Duas razões essenciais (são um remix do que escrevi no tal post preconceituoso): 1. é extirpar artificialmente algo que não faz sentido de forma isolada, antes é inextrincável da complexidade da vivência humana, ontem como hoje; por outras palavras, é conceber uma trajectória da realidade humana isenta ou depurada de religião (pois só assim se pode avaliar se ela é uma força ao serviço do Bem ou não), o que é um exercício destituído de verosimilhança; 2. é um debate estéril porque propicia um "deve-e-haver" pendular e antagónico entre um lado e outro, vulgo bazucadas-para-o-quintal-do-vizinho, não favorecendo a reflexão, a dúvida e a questão mas sim a certeza, o rebate e a "prova", ainda que efémera e falaciosa (cá está), tudo em nome do formato televisivo, do "quem ganhou?".

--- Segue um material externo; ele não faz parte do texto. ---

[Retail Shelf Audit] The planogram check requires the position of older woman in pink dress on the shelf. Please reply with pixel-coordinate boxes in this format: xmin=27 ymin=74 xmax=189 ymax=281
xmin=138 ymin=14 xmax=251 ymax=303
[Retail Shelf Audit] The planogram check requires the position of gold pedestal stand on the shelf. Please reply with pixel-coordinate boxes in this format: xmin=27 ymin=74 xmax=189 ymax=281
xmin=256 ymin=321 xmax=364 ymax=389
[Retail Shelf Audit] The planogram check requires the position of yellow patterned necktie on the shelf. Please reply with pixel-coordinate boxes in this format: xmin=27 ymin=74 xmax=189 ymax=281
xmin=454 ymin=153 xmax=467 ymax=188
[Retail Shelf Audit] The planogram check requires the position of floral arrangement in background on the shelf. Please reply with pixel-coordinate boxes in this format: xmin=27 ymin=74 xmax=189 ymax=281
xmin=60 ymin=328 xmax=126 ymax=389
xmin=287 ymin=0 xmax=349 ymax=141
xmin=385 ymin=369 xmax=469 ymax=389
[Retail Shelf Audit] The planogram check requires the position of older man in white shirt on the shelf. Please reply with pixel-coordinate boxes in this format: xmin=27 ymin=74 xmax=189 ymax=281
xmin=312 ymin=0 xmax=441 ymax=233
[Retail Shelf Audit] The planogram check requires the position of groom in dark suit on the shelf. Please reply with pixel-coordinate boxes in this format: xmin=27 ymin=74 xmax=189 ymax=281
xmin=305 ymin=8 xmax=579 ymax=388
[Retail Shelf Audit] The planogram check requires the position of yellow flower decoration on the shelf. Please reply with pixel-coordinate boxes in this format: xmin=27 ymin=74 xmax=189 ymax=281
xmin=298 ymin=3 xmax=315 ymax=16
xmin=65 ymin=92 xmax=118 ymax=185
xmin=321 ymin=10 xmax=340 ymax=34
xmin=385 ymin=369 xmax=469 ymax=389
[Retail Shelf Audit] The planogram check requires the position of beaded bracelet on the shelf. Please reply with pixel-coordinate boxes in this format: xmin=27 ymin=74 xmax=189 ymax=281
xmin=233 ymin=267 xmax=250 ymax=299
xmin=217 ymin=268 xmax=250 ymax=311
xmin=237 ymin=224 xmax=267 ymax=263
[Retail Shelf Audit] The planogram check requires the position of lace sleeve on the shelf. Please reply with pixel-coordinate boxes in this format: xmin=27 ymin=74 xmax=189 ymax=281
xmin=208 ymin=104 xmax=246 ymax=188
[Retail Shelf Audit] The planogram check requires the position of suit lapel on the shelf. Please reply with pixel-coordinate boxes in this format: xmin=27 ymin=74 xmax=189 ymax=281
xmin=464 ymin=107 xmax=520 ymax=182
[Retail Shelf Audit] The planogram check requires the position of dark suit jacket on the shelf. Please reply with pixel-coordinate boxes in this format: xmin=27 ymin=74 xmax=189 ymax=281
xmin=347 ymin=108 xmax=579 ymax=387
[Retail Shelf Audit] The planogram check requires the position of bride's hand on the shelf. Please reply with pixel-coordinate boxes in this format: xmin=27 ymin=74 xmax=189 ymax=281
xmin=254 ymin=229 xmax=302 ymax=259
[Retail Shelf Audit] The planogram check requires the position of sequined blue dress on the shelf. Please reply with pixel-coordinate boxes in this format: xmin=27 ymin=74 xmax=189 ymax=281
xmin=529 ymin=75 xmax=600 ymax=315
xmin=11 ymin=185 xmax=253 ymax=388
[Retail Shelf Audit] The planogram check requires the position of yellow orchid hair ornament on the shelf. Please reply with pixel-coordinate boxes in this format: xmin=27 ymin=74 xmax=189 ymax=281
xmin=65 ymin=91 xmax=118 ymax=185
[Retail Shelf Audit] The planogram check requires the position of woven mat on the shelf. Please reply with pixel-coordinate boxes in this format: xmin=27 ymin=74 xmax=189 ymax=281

Gostaria, aliás, de deixar claro que a mesma questão, substituindo "religião" por "ateísmo" resultava igualmente falaciosa e destituída de sentido e levantar-me-ia as maiores dúvidas. Posso adivinhar, evidentemente, é que um debate onde fosse feita tal formulação seria visto pela Palmira como um sinal de intolerância, quiçá mais um dedo acusador promovido por um qualquer pastor evangélico, e não como "uma análise desapaixonada e cuidadosa de todas as ideias, por mais repugnantes que nos sejam".